# Re: JDM Silvia CA18DET Turbo - Rare???



## memphis (Jun 10, 2005)

*Re: JDM Silvia CA18DET Turbo - Rare???*

Can somone please tell me if the JDM Silvia CA18DET Turbo Motor Engine S13 is a rare engine? And, how many are there in the United States, or how would I find out this information.


----------



## Nismo240 (Jul 24, 2004)

i'm sure you can find them on JDM enigne websites, or they could find one for you.


----------



## Slayer2003 (Jun 4, 2003)

yes, they are rare, as far as i know anyway.

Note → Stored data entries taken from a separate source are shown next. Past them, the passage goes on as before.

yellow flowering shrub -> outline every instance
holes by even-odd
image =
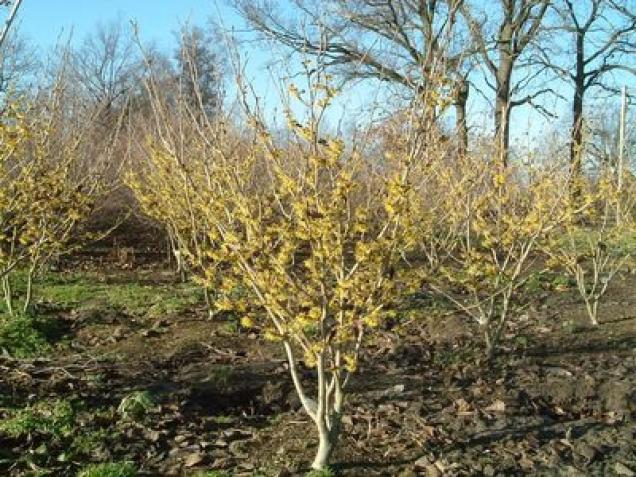
[[[558,170],[500,168],[463,158],[459,174],[445,180],[444,223],[453,238],[448,259],[427,279],[479,325],[489,359],[523,297],[540,251],[567,217],[567,195]],[[431,240],[424,235],[423,240]]]
[[[546,246],[549,264],[576,281],[593,326],[599,324],[598,306],[611,281],[634,253],[634,190],[626,183],[619,190],[608,172],[597,181],[581,180],[575,200],[582,207],[570,207],[567,220]]]
[[[255,140],[242,154],[216,147],[186,159],[155,144],[148,167],[156,177],[133,176],[130,184],[159,220],[196,226],[206,244],[199,279],[217,290],[216,308],[281,343],[318,429],[314,467],[322,468],[360,349],[399,295],[396,264],[413,241],[413,194],[404,155],[387,161],[368,193],[368,162],[321,131],[335,91],[318,76],[306,92],[289,90],[310,114],[297,120],[288,111],[287,142],[250,115]],[[314,396],[301,381],[301,361],[317,371]]]
[[[58,119],[9,102],[0,120],[0,277],[10,313],[10,273],[29,271],[26,308],[38,267],[81,242],[74,234],[99,190],[99,177],[78,173],[81,131]]]

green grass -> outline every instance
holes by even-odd
[[[199,470],[194,474],[191,474],[190,477],[231,477],[227,472],[223,472],[222,470]]]
[[[138,420],[144,417],[156,402],[148,391],[135,391],[124,397],[117,408],[117,412],[124,419]]]
[[[219,366],[214,368],[210,373],[209,381],[217,384],[220,388],[223,388],[230,384],[230,381],[235,376],[234,368],[232,366]]]
[[[137,469],[131,462],[106,462],[89,465],[77,477],[135,477]]]
[[[327,467],[322,470],[312,470],[308,472],[305,477],[333,477],[334,475],[333,471]]]
[[[102,443],[114,438],[115,434],[106,428],[86,431],[75,436],[70,451],[73,454],[91,455]]]
[[[16,439],[29,445],[27,452],[22,447],[0,450],[0,463],[19,462],[45,470],[61,462],[85,461],[96,449],[120,440],[117,429],[111,427],[114,415],[110,409],[91,409],[88,415],[82,401],[66,399],[43,399],[21,408],[0,407],[0,440]],[[87,426],[87,418],[97,425]]]
[[[541,270],[532,273],[524,283],[524,289],[536,293],[540,291],[567,290],[576,287],[576,280],[563,273]]]
[[[12,281],[15,292],[20,293],[24,290],[26,275],[17,272]],[[135,316],[157,317],[201,304],[203,292],[192,283],[106,283],[94,273],[48,273],[36,280],[34,300],[63,309],[114,309]]]
[[[38,433],[54,440],[73,432],[75,410],[69,401],[38,401],[23,409],[10,409],[0,421],[0,432],[14,439]]]
[[[236,316],[229,315],[223,325],[223,330],[229,335],[237,335],[241,331],[241,323]]]
[[[236,421],[235,416],[226,416],[224,414],[217,416],[210,416],[210,421],[215,424],[233,424]]]
[[[585,252],[589,249],[590,240],[592,243],[596,243],[600,238],[616,255],[636,253],[636,232],[631,228],[624,228],[618,231],[611,229],[603,234],[599,234],[598,230],[592,228],[581,229],[574,232],[571,236],[572,244],[568,235],[562,237],[561,244],[567,249],[573,246],[574,250]]]
[[[42,356],[51,350],[51,322],[19,314],[0,314],[0,350],[15,358]]]

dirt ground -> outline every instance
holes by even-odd
[[[173,279],[140,273],[105,282]],[[636,475],[635,287],[636,275],[618,279],[597,328],[574,290],[539,287],[490,365],[465,318],[415,297],[351,383],[334,472]],[[40,306],[68,336],[45,358],[0,356],[3,406],[81,402],[73,433],[93,438],[66,460],[70,436],[0,433],[0,474],[75,475],[88,461],[132,461],[157,476],[307,472],[314,431],[276,344],[209,321],[198,305],[159,317]],[[117,408],[135,391],[153,405],[124,419]]]

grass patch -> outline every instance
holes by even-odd
[[[124,419],[138,420],[156,405],[154,397],[148,391],[135,391],[121,400],[117,412]]]
[[[23,409],[12,409],[0,421],[0,432],[14,439],[44,434],[54,440],[73,432],[75,411],[69,401],[39,401]]]
[[[615,252],[616,255],[636,253],[636,232],[630,228],[621,229],[618,232],[612,229],[611,232],[606,232],[600,236],[597,229],[587,228],[577,230],[572,234],[572,239],[576,250],[586,251],[589,248],[588,242],[590,240],[595,242],[599,239],[603,239],[606,245]],[[570,237],[564,235],[562,244],[569,247],[569,240]]]
[[[132,462],[106,462],[89,465],[77,477],[135,477],[137,469]]]
[[[334,472],[329,467],[322,470],[312,470],[305,474],[305,477],[333,477]]]
[[[222,470],[199,470],[190,477],[231,477],[230,474]]]
[[[0,408],[0,440],[16,441],[0,449],[0,468],[4,464],[37,467],[46,475],[58,475],[53,469],[59,470],[61,464],[86,461],[97,449],[108,448],[119,438],[117,430],[111,427],[113,413],[100,416],[104,414],[101,409],[92,410],[90,415],[87,411],[82,401],[65,399],[41,400],[22,408]]]
[[[45,355],[51,350],[55,331],[46,318],[0,315],[0,350],[15,358]]]
[[[218,416],[211,416],[210,421],[215,424],[229,425],[229,424],[233,424],[236,421],[236,417],[226,416],[224,414],[221,414]]]
[[[215,383],[220,388],[226,387],[230,384],[230,381],[235,376],[234,368],[232,366],[219,366],[214,368],[210,373],[208,380]]]
[[[115,438],[115,434],[106,428],[87,431],[73,439],[70,450],[72,454],[91,455],[111,438]]]
[[[532,273],[523,285],[531,293],[541,291],[566,291],[576,288],[576,280],[563,272],[541,270]]]
[[[19,280],[16,285],[17,290]],[[113,309],[129,315],[158,317],[203,303],[203,292],[191,283],[106,283],[90,274],[47,274],[36,284],[35,299],[63,309]]]

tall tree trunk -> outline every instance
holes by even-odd
[[[459,81],[455,94],[455,130],[457,134],[457,154],[463,156],[468,151],[468,124],[466,122],[466,104],[470,86],[465,78]]]
[[[20,8],[21,3],[22,3],[22,0],[14,0],[13,2],[13,6],[11,7],[11,10],[9,11],[9,16],[5,20],[4,27],[0,31],[0,49],[2,49],[2,45],[4,45],[4,42],[7,39],[9,29],[11,28],[11,25],[13,24],[13,21],[15,20],[16,15],[18,14],[18,9]]]
[[[570,192],[580,195],[580,180],[583,174],[583,97],[585,95],[584,36],[576,36],[576,72],[574,74],[574,98],[572,101],[572,131],[570,138]]]
[[[499,68],[495,75],[495,141],[500,166],[508,166],[508,148],[510,146],[510,83],[514,68],[515,54],[513,51],[513,21],[514,11],[507,9],[506,21],[499,31],[498,53]]]
[[[502,54],[497,72],[497,98],[495,100],[495,140],[501,166],[508,166],[510,147],[510,79],[512,56]]]

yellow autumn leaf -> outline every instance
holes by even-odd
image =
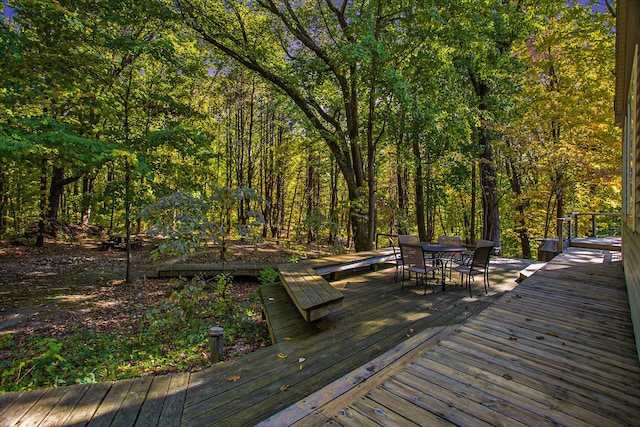
[[[236,381],[238,381],[240,379],[240,375],[232,375],[229,378],[227,378],[227,381],[231,382],[231,383],[235,383]]]
[[[282,384],[280,386],[280,391],[287,391],[288,388],[289,388],[289,384]]]
[[[284,353],[278,353],[278,357],[280,359],[286,359],[287,357],[289,357],[288,355],[284,354]]]
[[[282,338],[284,341],[291,341],[291,337],[284,337]]]

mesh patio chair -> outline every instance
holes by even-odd
[[[391,249],[393,249],[393,258],[396,264],[396,272],[393,276],[393,280],[397,283],[399,269],[402,269],[402,277],[404,277],[404,262],[402,260],[402,253],[400,252],[400,248],[395,245],[392,236],[389,236],[389,246],[391,246]]]
[[[491,257],[491,251],[493,246],[476,246],[473,251],[473,256],[467,258],[461,265],[453,267],[453,271],[457,271],[461,275],[461,281],[464,285],[464,276],[467,276],[467,286],[469,287],[469,296],[471,294],[471,278],[478,274],[482,274],[484,282],[484,292],[488,293],[489,290],[489,258]]]
[[[415,243],[401,243],[400,250],[402,252],[402,260],[404,265],[409,271],[409,279],[411,279],[411,272],[416,274],[416,284],[424,283],[424,293],[427,293],[427,279],[431,274],[434,278],[435,272],[442,268],[440,264],[432,264],[425,260],[424,250],[422,246]],[[404,274],[402,276],[402,288],[404,288]]]
[[[402,245],[407,243],[418,243],[418,236],[415,234],[398,234],[398,246],[400,246],[400,263],[402,268],[402,282],[404,283],[404,270],[407,266],[405,257],[402,254]],[[397,273],[397,270],[396,270]],[[411,279],[411,271],[409,271],[409,279]],[[396,280],[397,281],[397,280]]]

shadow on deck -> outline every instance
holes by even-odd
[[[637,425],[624,276],[604,259],[570,249],[426,350],[346,375],[264,425]]]
[[[612,384],[612,379],[600,381],[598,376],[610,372],[626,376],[622,384],[630,397],[624,401],[628,408],[619,410],[621,404],[614,400],[609,412],[621,414],[619,417],[638,415],[640,368],[632,349],[626,291],[618,272],[621,267],[614,265],[615,270],[602,274],[602,264],[592,266],[593,256],[578,254],[584,264],[576,267],[573,255],[565,255],[504,297],[516,286],[518,271],[525,263],[492,259],[491,292],[485,296],[482,286],[476,284],[474,298],[460,286],[449,286],[446,292],[434,287],[436,290],[427,295],[416,286],[401,290],[400,284],[394,283],[393,268],[348,276],[332,283],[345,295],[343,310],[313,323],[305,322],[293,308],[282,310],[274,322],[278,343],[269,348],[193,374],[0,396],[0,425],[254,425],[279,411],[287,413],[290,405],[304,407],[304,401],[327,392],[326,387],[353,372],[376,381],[357,382],[358,390],[364,393],[331,396],[329,403],[316,400],[320,403],[297,413],[300,425],[329,419],[358,424],[340,418],[340,414],[362,415],[361,421],[369,423],[389,423],[389,419],[376,416],[393,410],[400,411],[399,420],[407,423],[410,414],[422,417],[426,415],[416,411],[426,411],[430,418],[414,422],[464,423],[471,419],[481,423],[489,419],[485,422],[495,424],[503,416],[499,412],[503,407],[519,408],[517,412],[529,417],[522,418],[525,424],[532,419],[531,413],[551,423],[555,418],[540,415],[543,409],[552,414],[569,411],[570,417],[564,420],[571,421],[577,409],[586,408],[590,414],[597,412],[594,407],[598,403],[620,399],[622,386]],[[594,276],[592,268],[599,273]],[[274,293],[268,298],[276,302],[284,297]],[[591,302],[593,298],[597,301]],[[549,307],[556,312],[548,313]],[[525,349],[531,345],[535,357],[528,359]],[[552,347],[547,349],[547,345]],[[486,362],[488,367],[485,361],[491,362]],[[411,380],[417,390],[412,393],[421,393],[416,394],[418,400],[405,401],[397,389],[390,391],[387,381],[396,381],[388,369],[391,366],[398,367],[397,375],[410,378],[419,371],[415,373],[418,379]],[[404,369],[409,369],[409,374],[404,374]],[[573,373],[576,369],[578,373]],[[378,372],[387,377],[381,380]],[[533,383],[521,380],[529,375]],[[441,384],[444,379],[447,381]],[[586,395],[579,390],[593,384],[596,390]],[[408,390],[405,383],[397,386]],[[380,392],[378,387],[386,388]],[[486,396],[482,394],[485,387]],[[614,390],[613,398],[607,393],[610,389]],[[554,390],[560,394],[542,403],[538,396]],[[432,398],[423,397],[426,391]],[[347,395],[349,399],[341,399]],[[575,405],[570,400],[574,396],[581,399],[577,409],[558,409],[566,406],[566,399],[569,406]],[[440,403],[430,407],[424,403],[429,401]],[[521,405],[534,405],[538,410],[531,412]],[[411,412],[405,413],[403,408]],[[496,418],[491,421],[485,414]],[[600,419],[594,417],[592,422]],[[276,418],[270,421],[278,424]]]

They are HUGE over in Europe for swaps n such, but the SR series seems to be the more popular of the group, thus weighing down the CA motor, and the VE SR's.


----------



## memphis (Jun 10, 2005)

*Re: CA18DET*

A friend of mine has one in his 1991 Nissan 240SX and loves it; however, he says there are only approximately 25 to 30 of these engines in cars in the U.S. Does that sound feasible?


----------



## Slayer2003 (Jun 4, 2003)

I'd say there's alot mroe than 25-30, as I think they came in the pre-240sx's, the 200sx hatches had the ca18e or de, i forget, and i dont know if we ever got a turbo version.But I'm sure its more in the 150-200 range.

Looked around a bit, and it seems alot of the older 200sx's came with the vg30de, or a ca18de.


----------



## Crazy-Mart (Jul 14, 2002)

the older 200sx had 3 option : ca20e, vg30e and Ca18Et .. single cam 8 plug engine ... the Ca18det came from the S13 180sx... it is less popular because of its age (later engine was SR's) but it is still an engine with great potential.


----------